To overcome those constraints, governments and industries need to improve technologies, but they also need to cut costs to make CCUS feasible and not so cost-prohibitive.
“A significant scale-up of deployment is needed to provide the momentum for further technological progress, cost reductions and more widespread application in the longer term. Without a sharp acceleration in CCUS innovation and deployment over the next few years, meeting net-zero emissions targets will be all but impossible,” the IEA said in its report.
“The rapid deployment hinges critically on a massive increase in government support, as well as new approaches to public and private investment,” the Paris-based agency says.
Big Oil has embraced CCUS as one of the pathways to emission reductions, as many European majors have pledged to become net-zero businesses by 2050 or sooner.
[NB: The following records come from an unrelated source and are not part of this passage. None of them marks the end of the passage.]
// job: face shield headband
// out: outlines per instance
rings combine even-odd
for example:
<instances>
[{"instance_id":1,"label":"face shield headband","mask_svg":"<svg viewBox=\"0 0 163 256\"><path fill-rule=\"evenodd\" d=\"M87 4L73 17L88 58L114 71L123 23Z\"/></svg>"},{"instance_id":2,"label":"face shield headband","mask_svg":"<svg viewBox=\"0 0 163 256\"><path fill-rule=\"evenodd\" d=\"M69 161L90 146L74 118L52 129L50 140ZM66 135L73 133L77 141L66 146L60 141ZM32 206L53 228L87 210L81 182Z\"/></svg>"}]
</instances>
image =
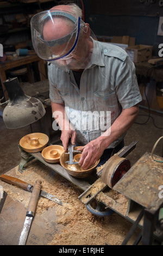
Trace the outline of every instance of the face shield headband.
<instances>
[{"instance_id":1,"label":"face shield headband","mask_svg":"<svg viewBox=\"0 0 163 256\"><path fill-rule=\"evenodd\" d=\"M46 40L43 34L44 26L49 22L53 28L53 25L55 25L55 17L62 17L63 20L65 19L66 21L70 21L72 23L72 31L61 38ZM79 17L76 19L68 12L56 10L43 11L33 16L31 19L32 39L37 55L46 61L66 58L77 44L82 25L80 21ZM58 53L57 49L60 46L63 46L62 50Z\"/></svg>"}]
</instances>

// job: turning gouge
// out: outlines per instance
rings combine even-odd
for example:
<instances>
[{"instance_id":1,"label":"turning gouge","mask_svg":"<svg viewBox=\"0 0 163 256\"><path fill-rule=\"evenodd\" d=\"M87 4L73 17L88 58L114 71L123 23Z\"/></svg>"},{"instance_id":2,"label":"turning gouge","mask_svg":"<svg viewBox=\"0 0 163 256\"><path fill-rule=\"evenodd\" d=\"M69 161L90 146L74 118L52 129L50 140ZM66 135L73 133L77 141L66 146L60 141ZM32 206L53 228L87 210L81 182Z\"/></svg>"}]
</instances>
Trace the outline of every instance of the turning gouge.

Shell, BP, Total, Equinor, and ENI are all working on and investing in carbon capture and storage projects.
Investment Is Critical Too
However, the industry and governments need to invest hundreds of billions of U.S. dollars over the next three decades in order to make CCUS the game-changing emission-cutting industry that the IEA envisages today.
The UK alone will need around US$78 billion (60 billion British pounds) in investments in CCUS over the next 30 years, and even higher investments in offshore wind and green hydrogen, if it is to build a net-zero energy system, WoodMac’s Chairman and Chief Analyst Simon Flowers said.
Commercialization is still some way off due to technical challenges and the need for the carbon price to be at least double today’s carbon price, according to the energy consultancy.
“Significant policy incentives such as carbon taxes and the development of CCUS clusters are likely needed to help CCUS be competitive,” WoodMac said in its report about the potential in the UK Continental Shelf.
Globally, the world will need CCUS to reduce emissions from existing infrastructure as renewable energy and electric vehicles (EVs) are not enough to curb the effects of climate change on the planet. Without the right policies and support, large-scale CCUS could be a nearly impossible task, according to WoodMac.
“Emissions will continue increasing unless there is an incentive to rationalize the carbon-heavy assets or retrofit with carbon capture and storage — a herculean task without an appropriate tax on carbon,” Prakash Sharma, head of markets and transitions for Asia-Pacific at Wood Mackenzie, said.
“If the world is to achieve the Paris goal for global warming, green hydrogen and CCUS will have to be part of the solution, and that means sustained policy support. Attracting the investment to lift these technologies from the demonstration phase to full commercialisation needs higher carbon prices and, ultimately, a coherent, global carbon policy,” WoodMac said in its Energy Transition Outlook 2020.
Industries and governments recognize that CCUS could play a pivotal role in the energy transition, but a lot more efforts, policy support, government funding, corporate investments, technology improvements, and cost cuts are needed to make CCUS the game-changer in the fight against climate change.